Richard Florida: On the other side of the crisis, America’s economic landscape will look very different than it does today. Will the suburbs be ineffably changed? Which cities and regions can come back strong? And which will never come back at all? No place in the United States is likely to escape a long and deep recession. As the crisis deepens, it will permanently and profoundly alter the country’s economic landscape. I believe it marks the end of a chapter in American economic history, and indeed, the end of a whole way of life. Suburbanization was the spatial fix for the industrial age. It made sense, for a time. How do we move past the bubble, the crash, and an aging, obsolescent model of economic life? Instead of resisting foreclosures, the government should seek to facilitate them. We can’t stop the decline of some places, and we would be foolish to try. We need to let demand for the key products and lifestyles of the old order fall.
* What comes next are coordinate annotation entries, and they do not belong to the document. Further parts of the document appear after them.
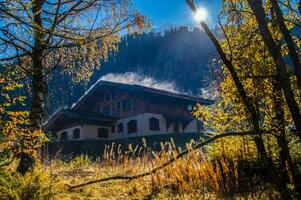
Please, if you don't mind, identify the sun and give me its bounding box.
[194,8,207,22]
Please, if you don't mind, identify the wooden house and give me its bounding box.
[44,81,212,141]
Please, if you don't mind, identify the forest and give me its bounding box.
[0,0,301,200]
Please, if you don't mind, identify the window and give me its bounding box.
[105,94,111,101]
[102,106,111,114]
[73,128,80,139]
[112,126,115,133]
[61,131,68,141]
[122,99,132,112]
[149,117,160,131]
[97,128,109,138]
[116,102,121,111]
[117,123,123,133]
[128,120,137,133]
[173,122,179,133]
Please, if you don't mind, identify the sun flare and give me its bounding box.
[194,8,207,22]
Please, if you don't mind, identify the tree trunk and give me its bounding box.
[17,0,46,175]
[271,0,301,88]
[273,80,300,196]
[298,0,301,15]
[248,0,301,139]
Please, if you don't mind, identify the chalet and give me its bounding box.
[44,81,212,141]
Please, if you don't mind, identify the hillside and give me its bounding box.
[48,27,215,114]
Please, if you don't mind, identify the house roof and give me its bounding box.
[43,109,117,129]
[72,80,213,109]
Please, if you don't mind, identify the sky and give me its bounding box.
[133,0,221,27]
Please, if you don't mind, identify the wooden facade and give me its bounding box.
[45,81,212,140]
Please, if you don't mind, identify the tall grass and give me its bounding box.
[0,138,284,200]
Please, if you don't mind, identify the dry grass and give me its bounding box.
[0,142,277,200]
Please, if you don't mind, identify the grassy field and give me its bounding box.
[0,138,279,200]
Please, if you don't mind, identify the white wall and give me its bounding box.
[58,113,198,140]
[57,126,84,140]
[83,125,112,140]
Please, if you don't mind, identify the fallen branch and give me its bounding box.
[67,130,272,190]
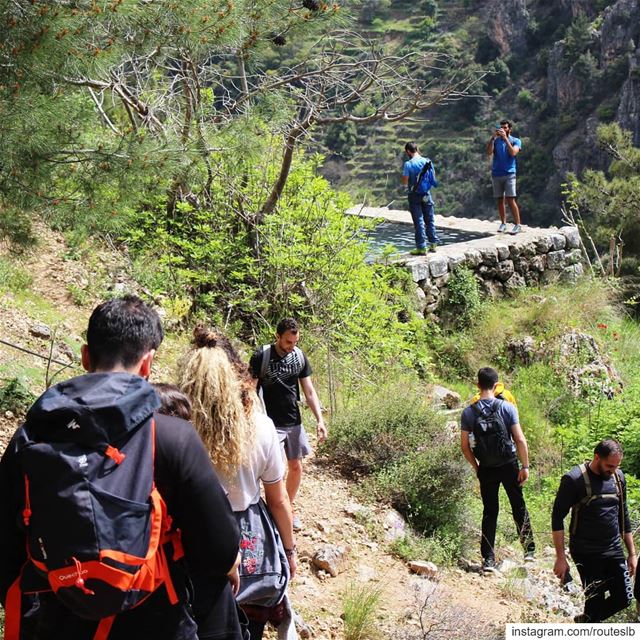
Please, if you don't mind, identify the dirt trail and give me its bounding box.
[0,231,552,640]
[284,452,530,640]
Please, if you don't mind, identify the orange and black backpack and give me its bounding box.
[4,404,182,640]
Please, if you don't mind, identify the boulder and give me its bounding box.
[560,227,580,249]
[414,287,427,313]
[480,280,504,298]
[547,251,564,269]
[507,336,536,365]
[504,273,527,295]
[29,323,52,340]
[476,262,498,280]
[464,249,482,268]
[312,544,349,578]
[429,255,449,278]
[560,262,584,283]
[433,271,451,290]
[449,253,467,271]
[406,259,429,282]
[495,260,514,282]
[513,258,533,275]
[382,509,407,542]
[480,247,498,267]
[431,384,462,409]
[529,256,546,273]
[509,238,538,258]
[496,242,509,260]
[549,233,567,251]
[564,249,582,265]
[536,236,553,253]
[540,269,562,284]
[409,560,438,579]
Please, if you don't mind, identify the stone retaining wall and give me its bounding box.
[402,227,584,315]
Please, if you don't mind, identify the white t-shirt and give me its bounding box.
[219,411,284,511]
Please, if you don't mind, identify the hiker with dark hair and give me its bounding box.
[180,327,297,640]
[249,318,327,531]
[461,367,535,573]
[487,120,522,235]
[551,438,637,622]
[401,142,440,256]
[151,382,191,420]
[0,296,242,640]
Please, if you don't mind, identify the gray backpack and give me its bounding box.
[258,344,305,385]
[235,499,289,607]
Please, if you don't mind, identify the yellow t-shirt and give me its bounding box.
[471,382,518,407]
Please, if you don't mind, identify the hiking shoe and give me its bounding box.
[482,558,497,573]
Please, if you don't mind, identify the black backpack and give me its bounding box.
[5,374,182,640]
[471,398,516,467]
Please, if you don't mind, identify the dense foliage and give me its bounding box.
[567,123,640,277]
[323,381,467,536]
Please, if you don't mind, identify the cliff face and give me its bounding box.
[326,0,640,224]
[616,51,640,146]
[487,0,529,56]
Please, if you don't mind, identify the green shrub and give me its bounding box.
[0,258,33,293]
[323,385,466,535]
[375,450,467,535]
[440,266,481,329]
[342,583,382,640]
[322,385,441,476]
[0,378,36,413]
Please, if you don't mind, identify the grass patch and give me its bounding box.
[342,583,382,640]
[0,257,33,293]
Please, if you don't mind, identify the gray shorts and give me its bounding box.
[276,424,311,460]
[491,173,516,198]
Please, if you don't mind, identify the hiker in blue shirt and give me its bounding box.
[402,142,440,256]
[487,120,522,235]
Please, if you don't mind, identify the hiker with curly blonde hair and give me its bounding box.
[179,327,296,640]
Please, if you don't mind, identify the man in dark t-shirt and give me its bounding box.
[460,367,535,573]
[249,318,327,530]
[0,296,243,640]
[551,439,637,622]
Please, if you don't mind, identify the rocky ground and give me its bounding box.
[0,229,579,640]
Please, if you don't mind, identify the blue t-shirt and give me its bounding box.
[460,398,520,453]
[491,136,522,176]
[402,155,429,190]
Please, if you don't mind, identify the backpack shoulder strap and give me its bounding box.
[489,398,504,415]
[293,347,307,369]
[258,344,271,380]
[411,158,431,191]
[571,462,593,535]
[580,462,593,502]
[613,469,624,537]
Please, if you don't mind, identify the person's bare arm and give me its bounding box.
[300,376,327,442]
[551,529,569,580]
[264,480,297,578]
[487,133,496,156]
[511,424,529,486]
[460,431,478,473]
[622,533,638,576]
[496,129,520,157]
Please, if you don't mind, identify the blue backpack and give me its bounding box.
[411,158,438,195]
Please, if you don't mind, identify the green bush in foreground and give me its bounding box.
[324,387,467,537]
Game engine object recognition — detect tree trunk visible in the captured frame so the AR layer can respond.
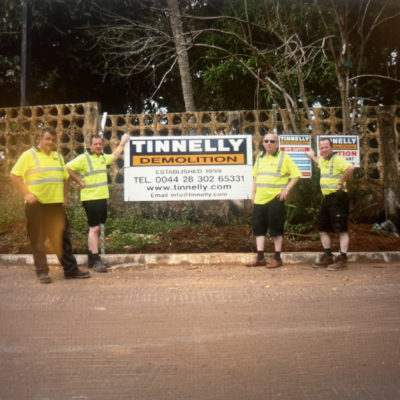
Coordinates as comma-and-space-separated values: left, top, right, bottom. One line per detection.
378, 106, 400, 231
168, 0, 196, 112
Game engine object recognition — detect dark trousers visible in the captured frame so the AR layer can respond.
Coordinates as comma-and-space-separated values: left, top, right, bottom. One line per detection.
25, 203, 77, 274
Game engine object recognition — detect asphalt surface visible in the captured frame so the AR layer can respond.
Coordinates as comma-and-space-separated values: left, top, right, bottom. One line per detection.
0, 262, 400, 400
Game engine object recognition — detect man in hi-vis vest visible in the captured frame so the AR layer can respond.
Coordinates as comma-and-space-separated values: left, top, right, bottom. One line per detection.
66, 133, 130, 272
10, 128, 90, 283
246, 133, 301, 268
306, 138, 354, 271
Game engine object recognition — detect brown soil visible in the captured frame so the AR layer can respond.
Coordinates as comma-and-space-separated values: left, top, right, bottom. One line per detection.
0, 220, 400, 254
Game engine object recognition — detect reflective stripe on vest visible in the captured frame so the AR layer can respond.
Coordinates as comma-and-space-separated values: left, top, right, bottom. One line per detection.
82, 153, 108, 189
25, 149, 64, 185
257, 152, 290, 189
320, 153, 341, 189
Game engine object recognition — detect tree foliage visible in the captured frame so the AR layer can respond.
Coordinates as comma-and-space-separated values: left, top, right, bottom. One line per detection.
0, 0, 400, 117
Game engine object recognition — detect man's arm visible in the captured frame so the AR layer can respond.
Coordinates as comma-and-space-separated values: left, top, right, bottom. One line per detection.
338, 165, 355, 189
113, 133, 130, 160
10, 174, 37, 204
251, 178, 257, 204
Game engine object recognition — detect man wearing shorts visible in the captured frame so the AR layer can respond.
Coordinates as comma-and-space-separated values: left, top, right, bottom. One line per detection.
307, 139, 354, 271
246, 133, 301, 268
66, 133, 129, 272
Jane Jacobs: When a place gets boring, even the rich people leave.
Paul Romer: A crisis is a terrible thing to waste.
Peter Schiff: We need a serious recession in this country, and the government needs to get out of the way, and let it happen.
Verlyn Klinkenborg: Someone from the future, I’m sure, will marvel at our blindness and at the hole we have driven ourselves into.
Alec Dubro: The personal automobile must be abandoned, and quickly.
From a year ago: Fundamental changes in American life may turn today’s McMansions into tomorrow's tenements.
Have you seen "Revolutionary Road"? Hopeless emptiness. Now you've said it. Plenty of people are onto the emptiness, but it takes real guts to see the hopelessness.